I always introduce myself and tell pax to let me know if it's too hot, too cold, or if they aren't into the music. No one has yet said anything here.

I always thank them for choosing Uber at end of ride, wish them a good day, and remind them to check for their belongings.

But yesterday my 10 trip day in Philly netted zero tips. Am I in a tip desert?


----------



## TedInTampa (Apr 5, 2017)

Do you have a tipping sign? They pay for themselves fast.

See more:

https://uberpeople.net/threads/tip-sign-results-accountants-log.158384/


----------



## Nick781 (Dec 7, 2014)

Tips are not very common my friend for rideshare drivers. Also don't thank them for choosing Uber. Kinda corny.


----------



## Abraxas79 (Feb 7, 2016)

The tips have been completely underwhelming. 10% to 20% seems to be about the average and that is only on rated trips. I guess a beggar bowls helps, but I find them tacky. If I was going to tip someone, I would do it and I want not need a sign to tell me. It doesn't hurt to put something about tips in your profile though, not that anyone reads them.

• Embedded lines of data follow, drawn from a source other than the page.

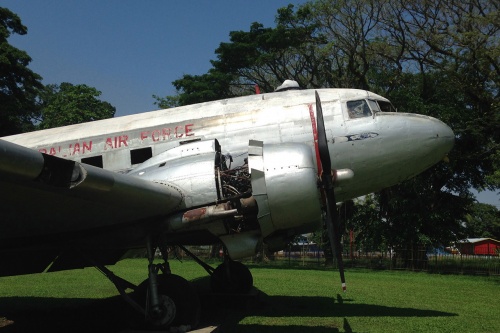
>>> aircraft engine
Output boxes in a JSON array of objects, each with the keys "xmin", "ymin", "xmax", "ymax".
[{"xmin": 131, "ymin": 140, "xmax": 322, "ymax": 259}]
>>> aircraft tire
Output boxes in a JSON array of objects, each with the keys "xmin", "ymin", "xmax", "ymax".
[
  {"xmin": 210, "ymin": 261, "xmax": 253, "ymax": 294},
  {"xmin": 137, "ymin": 274, "xmax": 201, "ymax": 329}
]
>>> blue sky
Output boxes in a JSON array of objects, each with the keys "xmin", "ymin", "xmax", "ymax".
[
  {"xmin": 1, "ymin": 0, "xmax": 306, "ymax": 116},
  {"xmin": 1, "ymin": 0, "xmax": 500, "ymax": 208}
]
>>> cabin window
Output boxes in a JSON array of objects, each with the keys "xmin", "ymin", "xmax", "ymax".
[
  {"xmin": 130, "ymin": 147, "xmax": 153, "ymax": 165},
  {"xmin": 347, "ymin": 99, "xmax": 372, "ymax": 119},
  {"xmin": 82, "ymin": 155, "xmax": 103, "ymax": 169}
]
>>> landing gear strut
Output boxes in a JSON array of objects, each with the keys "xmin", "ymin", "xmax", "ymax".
[
  {"xmin": 136, "ymin": 239, "xmax": 200, "ymax": 328},
  {"xmin": 179, "ymin": 245, "xmax": 253, "ymax": 294}
]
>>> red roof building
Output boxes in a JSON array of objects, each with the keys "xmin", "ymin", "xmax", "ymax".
[{"xmin": 457, "ymin": 238, "xmax": 500, "ymax": 256}]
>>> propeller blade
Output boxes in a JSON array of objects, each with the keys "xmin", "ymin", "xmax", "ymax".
[{"xmin": 315, "ymin": 91, "xmax": 346, "ymax": 292}]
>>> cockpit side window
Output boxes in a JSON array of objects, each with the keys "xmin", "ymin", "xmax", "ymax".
[
  {"xmin": 347, "ymin": 99, "xmax": 372, "ymax": 119},
  {"xmin": 368, "ymin": 99, "xmax": 380, "ymax": 112}
]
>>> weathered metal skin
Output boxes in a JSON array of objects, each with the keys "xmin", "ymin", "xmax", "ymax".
[
  {"xmin": 249, "ymin": 141, "xmax": 321, "ymax": 237},
  {"xmin": 128, "ymin": 140, "xmax": 220, "ymax": 208},
  {"xmin": 0, "ymin": 89, "xmax": 454, "ymax": 264}
]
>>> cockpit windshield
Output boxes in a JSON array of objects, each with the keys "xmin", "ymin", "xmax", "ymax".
[
  {"xmin": 347, "ymin": 99, "xmax": 397, "ymax": 119},
  {"xmin": 347, "ymin": 99, "xmax": 372, "ymax": 119}
]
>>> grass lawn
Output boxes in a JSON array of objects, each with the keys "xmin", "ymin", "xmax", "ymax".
[{"xmin": 0, "ymin": 259, "xmax": 500, "ymax": 333}]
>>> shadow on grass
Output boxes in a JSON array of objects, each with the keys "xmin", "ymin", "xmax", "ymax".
[
  {"xmin": 0, "ymin": 278, "xmax": 456, "ymax": 333},
  {"xmin": 189, "ymin": 278, "xmax": 457, "ymax": 333},
  {"xmin": 0, "ymin": 296, "xmax": 142, "ymax": 333}
]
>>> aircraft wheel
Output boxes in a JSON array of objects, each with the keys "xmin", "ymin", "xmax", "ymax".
[
  {"xmin": 210, "ymin": 261, "xmax": 253, "ymax": 294},
  {"xmin": 138, "ymin": 274, "xmax": 201, "ymax": 329}
]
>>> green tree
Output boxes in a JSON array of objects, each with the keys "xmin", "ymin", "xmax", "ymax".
[
  {"xmin": 38, "ymin": 82, "xmax": 116, "ymax": 129},
  {"xmin": 0, "ymin": 7, "xmax": 43, "ymax": 136}
]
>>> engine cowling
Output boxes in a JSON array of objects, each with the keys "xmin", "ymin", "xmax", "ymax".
[{"xmin": 248, "ymin": 140, "xmax": 321, "ymax": 238}]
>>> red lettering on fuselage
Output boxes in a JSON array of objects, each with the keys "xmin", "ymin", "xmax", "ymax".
[
  {"xmin": 140, "ymin": 124, "xmax": 194, "ymax": 142},
  {"xmin": 104, "ymin": 134, "xmax": 128, "ymax": 150}
]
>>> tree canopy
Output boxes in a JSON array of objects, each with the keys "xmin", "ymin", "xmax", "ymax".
[
  {"xmin": 37, "ymin": 82, "xmax": 116, "ymax": 129},
  {"xmin": 0, "ymin": 7, "xmax": 116, "ymax": 136},
  {"xmin": 0, "ymin": 7, "xmax": 43, "ymax": 136}
]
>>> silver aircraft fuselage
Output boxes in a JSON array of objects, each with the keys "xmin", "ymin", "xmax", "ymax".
[{"xmin": 2, "ymin": 89, "xmax": 454, "ymax": 201}]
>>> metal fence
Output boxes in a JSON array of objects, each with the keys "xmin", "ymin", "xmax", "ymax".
[{"xmin": 178, "ymin": 246, "xmax": 500, "ymax": 276}]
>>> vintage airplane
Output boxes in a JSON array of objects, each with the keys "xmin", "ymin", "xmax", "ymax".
[{"xmin": 0, "ymin": 89, "xmax": 454, "ymax": 326}]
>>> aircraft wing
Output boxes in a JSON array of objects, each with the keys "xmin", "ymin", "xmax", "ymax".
[{"xmin": 0, "ymin": 140, "xmax": 184, "ymax": 276}]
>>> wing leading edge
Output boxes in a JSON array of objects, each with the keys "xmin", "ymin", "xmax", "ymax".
[{"xmin": 0, "ymin": 140, "xmax": 184, "ymax": 276}]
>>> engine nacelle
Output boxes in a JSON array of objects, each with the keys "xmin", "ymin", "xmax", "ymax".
[
  {"xmin": 248, "ymin": 140, "xmax": 322, "ymax": 239},
  {"xmin": 131, "ymin": 140, "xmax": 322, "ymax": 259}
]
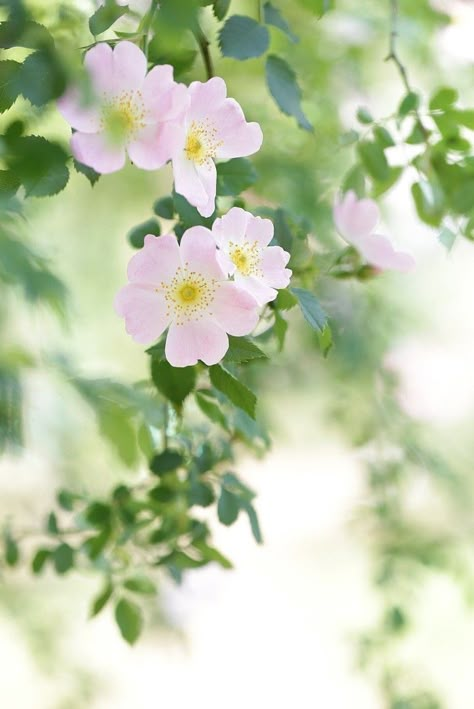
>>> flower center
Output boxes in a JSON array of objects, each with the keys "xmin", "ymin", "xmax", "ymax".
[
  {"xmin": 229, "ymin": 241, "xmax": 262, "ymax": 276},
  {"xmin": 157, "ymin": 268, "xmax": 217, "ymax": 325},
  {"xmin": 184, "ymin": 120, "xmax": 222, "ymax": 165},
  {"xmin": 101, "ymin": 91, "xmax": 146, "ymax": 144}
]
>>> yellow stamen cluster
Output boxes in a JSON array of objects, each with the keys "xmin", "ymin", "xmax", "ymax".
[
  {"xmin": 229, "ymin": 241, "xmax": 263, "ymax": 276},
  {"xmin": 157, "ymin": 264, "xmax": 217, "ymax": 325},
  {"xmin": 184, "ymin": 120, "xmax": 222, "ymax": 165},
  {"xmin": 101, "ymin": 91, "xmax": 146, "ymax": 143}
]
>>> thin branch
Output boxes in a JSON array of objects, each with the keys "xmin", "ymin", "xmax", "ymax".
[
  {"xmin": 193, "ymin": 25, "xmax": 214, "ymax": 79},
  {"xmin": 385, "ymin": 0, "xmax": 429, "ymax": 143}
]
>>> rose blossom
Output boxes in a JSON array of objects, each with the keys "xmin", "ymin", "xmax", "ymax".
[
  {"xmin": 115, "ymin": 226, "xmax": 259, "ymax": 367},
  {"xmin": 168, "ymin": 76, "xmax": 263, "ymax": 217},
  {"xmin": 333, "ymin": 190, "xmax": 415, "ymax": 272},
  {"xmin": 58, "ymin": 42, "xmax": 188, "ymax": 173},
  {"xmin": 212, "ymin": 207, "xmax": 291, "ymax": 305}
]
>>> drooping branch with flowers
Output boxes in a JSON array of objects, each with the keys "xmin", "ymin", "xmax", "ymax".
[{"xmin": 0, "ymin": 0, "xmax": 474, "ymax": 704}]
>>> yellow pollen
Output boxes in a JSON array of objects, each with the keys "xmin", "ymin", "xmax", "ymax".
[
  {"xmin": 229, "ymin": 241, "xmax": 262, "ymax": 276},
  {"xmin": 184, "ymin": 119, "xmax": 222, "ymax": 165},
  {"xmin": 156, "ymin": 264, "xmax": 218, "ymax": 325},
  {"xmin": 101, "ymin": 91, "xmax": 146, "ymax": 143},
  {"xmin": 179, "ymin": 283, "xmax": 199, "ymax": 303}
]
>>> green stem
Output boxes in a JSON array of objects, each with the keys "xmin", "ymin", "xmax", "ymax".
[{"xmin": 193, "ymin": 25, "xmax": 214, "ymax": 79}]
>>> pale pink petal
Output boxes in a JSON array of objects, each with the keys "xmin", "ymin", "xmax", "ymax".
[
  {"xmin": 165, "ymin": 320, "xmax": 229, "ymax": 367},
  {"xmin": 212, "ymin": 207, "xmax": 252, "ymax": 248},
  {"xmin": 84, "ymin": 42, "xmax": 113, "ymax": 95},
  {"xmin": 189, "ymin": 76, "xmax": 227, "ymax": 120},
  {"xmin": 262, "ymin": 246, "xmax": 291, "ymax": 288},
  {"xmin": 179, "ymin": 226, "xmax": 225, "ymax": 280},
  {"xmin": 196, "ymin": 160, "xmax": 217, "ymax": 217},
  {"xmin": 71, "ymin": 133, "xmax": 125, "ymax": 174},
  {"xmin": 212, "ymin": 281, "xmax": 259, "ymax": 336},
  {"xmin": 333, "ymin": 190, "xmax": 379, "ymax": 244},
  {"xmin": 213, "ymin": 98, "xmax": 263, "ymax": 159},
  {"xmin": 127, "ymin": 234, "xmax": 181, "ymax": 287},
  {"xmin": 57, "ymin": 87, "xmax": 100, "ymax": 133},
  {"xmin": 114, "ymin": 284, "xmax": 169, "ymax": 345},
  {"xmin": 235, "ymin": 273, "xmax": 278, "ymax": 306},
  {"xmin": 113, "ymin": 41, "xmax": 147, "ymax": 93},
  {"xmin": 142, "ymin": 64, "xmax": 189, "ymax": 121},
  {"xmin": 357, "ymin": 234, "xmax": 416, "ymax": 273},
  {"xmin": 173, "ymin": 153, "xmax": 208, "ymax": 207},
  {"xmin": 127, "ymin": 123, "xmax": 183, "ymax": 170},
  {"xmin": 246, "ymin": 216, "xmax": 273, "ymax": 247}
]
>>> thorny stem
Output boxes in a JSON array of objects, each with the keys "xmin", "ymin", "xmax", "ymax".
[
  {"xmin": 385, "ymin": 0, "xmax": 429, "ymax": 143},
  {"xmin": 193, "ymin": 25, "xmax": 214, "ymax": 79},
  {"xmin": 143, "ymin": 0, "xmax": 158, "ymax": 59}
]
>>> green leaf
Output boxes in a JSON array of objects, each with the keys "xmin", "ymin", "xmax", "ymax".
[
  {"xmin": 212, "ymin": 0, "xmax": 230, "ymax": 20},
  {"xmin": 18, "ymin": 48, "xmax": 66, "ymax": 106},
  {"xmin": 127, "ymin": 218, "xmax": 161, "ymax": 249},
  {"xmin": 217, "ymin": 487, "xmax": 240, "ymax": 527},
  {"xmin": 411, "ymin": 180, "xmax": 444, "ymax": 226},
  {"xmin": 438, "ymin": 226, "xmax": 456, "ymax": 252},
  {"xmin": 53, "ymin": 542, "xmax": 74, "ymax": 574},
  {"xmin": 357, "ymin": 140, "xmax": 390, "ymax": 182},
  {"xmin": 216, "ymin": 158, "xmax": 257, "ymax": 196},
  {"xmin": 31, "ymin": 549, "xmax": 51, "ymax": 574},
  {"xmin": 356, "ymin": 106, "xmax": 374, "ymax": 125},
  {"xmin": 3, "ymin": 530, "xmax": 20, "ymax": 566},
  {"xmin": 219, "ymin": 15, "xmax": 270, "ymax": 60},
  {"xmin": 6, "ymin": 135, "xmax": 69, "ymax": 197},
  {"xmin": 0, "ymin": 59, "xmax": 22, "ymax": 113},
  {"xmin": 115, "ymin": 598, "xmax": 143, "ymax": 645},
  {"xmin": 196, "ymin": 390, "xmax": 229, "ymax": 431},
  {"xmin": 398, "ymin": 91, "xmax": 420, "ymax": 118},
  {"xmin": 242, "ymin": 503, "xmax": 263, "ymax": 544},
  {"xmin": 46, "ymin": 512, "xmax": 59, "ymax": 534},
  {"xmin": 224, "ymin": 335, "xmax": 267, "ymax": 362},
  {"xmin": 274, "ymin": 288, "xmax": 298, "ymax": 310},
  {"xmin": 72, "ymin": 158, "xmax": 100, "ymax": 187},
  {"xmin": 151, "ymin": 357, "xmax": 196, "ymax": 407},
  {"xmin": 123, "ymin": 576, "xmax": 157, "ymax": 596},
  {"xmin": 430, "ymin": 86, "xmax": 459, "ymax": 111},
  {"xmin": 290, "ymin": 288, "xmax": 327, "ymax": 333},
  {"xmin": 209, "ymin": 364, "xmax": 257, "ymax": 419},
  {"xmin": 153, "ymin": 195, "xmax": 174, "ymax": 219},
  {"xmin": 193, "ymin": 539, "xmax": 232, "ymax": 569},
  {"xmin": 342, "ymin": 164, "xmax": 366, "ymax": 199},
  {"xmin": 150, "ymin": 449, "xmax": 184, "ymax": 475},
  {"xmin": 265, "ymin": 54, "xmax": 313, "ymax": 131},
  {"xmin": 89, "ymin": 0, "xmax": 128, "ymax": 37},
  {"xmin": 374, "ymin": 126, "xmax": 395, "ymax": 148},
  {"xmin": 89, "ymin": 581, "xmax": 114, "ymax": 618},
  {"xmin": 263, "ymin": 2, "xmax": 298, "ymax": 44}
]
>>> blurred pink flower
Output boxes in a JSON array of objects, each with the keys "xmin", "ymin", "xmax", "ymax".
[
  {"xmin": 58, "ymin": 42, "xmax": 188, "ymax": 173},
  {"xmin": 212, "ymin": 207, "xmax": 291, "ymax": 305},
  {"xmin": 173, "ymin": 76, "xmax": 263, "ymax": 217},
  {"xmin": 333, "ymin": 190, "xmax": 415, "ymax": 273},
  {"xmin": 115, "ymin": 226, "xmax": 259, "ymax": 367}
]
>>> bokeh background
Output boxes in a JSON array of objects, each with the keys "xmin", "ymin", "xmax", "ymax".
[{"xmin": 0, "ymin": 0, "xmax": 474, "ymax": 709}]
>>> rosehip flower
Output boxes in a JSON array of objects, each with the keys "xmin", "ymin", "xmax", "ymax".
[
  {"xmin": 115, "ymin": 226, "xmax": 259, "ymax": 367},
  {"xmin": 212, "ymin": 207, "xmax": 291, "ymax": 305},
  {"xmin": 58, "ymin": 42, "xmax": 188, "ymax": 173},
  {"xmin": 333, "ymin": 190, "xmax": 416, "ymax": 272},
  {"xmin": 169, "ymin": 76, "xmax": 263, "ymax": 217}
]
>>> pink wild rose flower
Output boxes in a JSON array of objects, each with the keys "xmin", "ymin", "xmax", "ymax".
[
  {"xmin": 212, "ymin": 207, "xmax": 291, "ymax": 305},
  {"xmin": 58, "ymin": 42, "xmax": 188, "ymax": 173},
  {"xmin": 169, "ymin": 76, "xmax": 263, "ymax": 217},
  {"xmin": 333, "ymin": 190, "xmax": 415, "ymax": 272},
  {"xmin": 115, "ymin": 226, "xmax": 259, "ymax": 367}
]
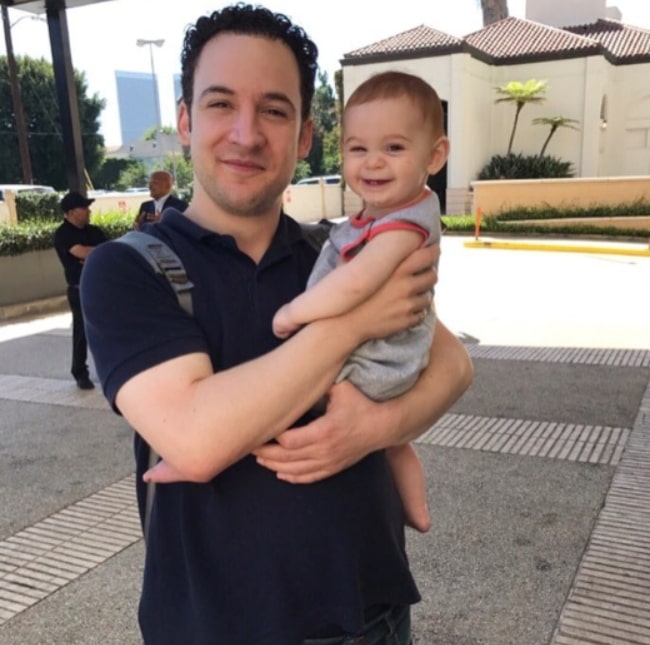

The way UBER introduced tipping is terrible, hiding behind a rating wall. The way it should be is like any other transaction where you can add a gratuity. Force the cheap bastards to put in "O" for no tip and make them in the look you in the eyes when they do it.


----------



## NoDay (Jul 25, 2017)

Tipping hit and miss. $8 in total on 59 rides is very low though. Not every night will be good. Made >$200 on Saturday and received no tips (excluding the $3 burger they bought me). Then I've had nights were my rides maybe hit $50 in rides in 6 hours, but get $40 in tips.

Make sure your car is very clean, and smells great. Make sure plastic is shiny if you do day rides. 
Use a tip sign or a tip jar (i use one from tipsters) if you want. Some people like it, others don't.


----------



## Cableguynoe (Feb 14, 2017)

Nick781 said:


> Tips are not very common my friend for rideshare drivers. Also don't thank them for choosing Uber. Kinda corny.


I agree. Also don't ask if it's too hot or too cold. Just make sure it's comfortable. 
I can't imagine myself ever telling someone to adjust heat or AC unless it was really bad. 
Same with music. 
Just be friendly with normal conversation. Like how is your day going today? 
Not 20 questions to make sure they're happy


----------



## Rob-DE (Jul 15, 2017)

Thanks all for the feedback and advice. I tend to have a cheesy and accommodating personality so I'll tone that down and see how it goes.


----------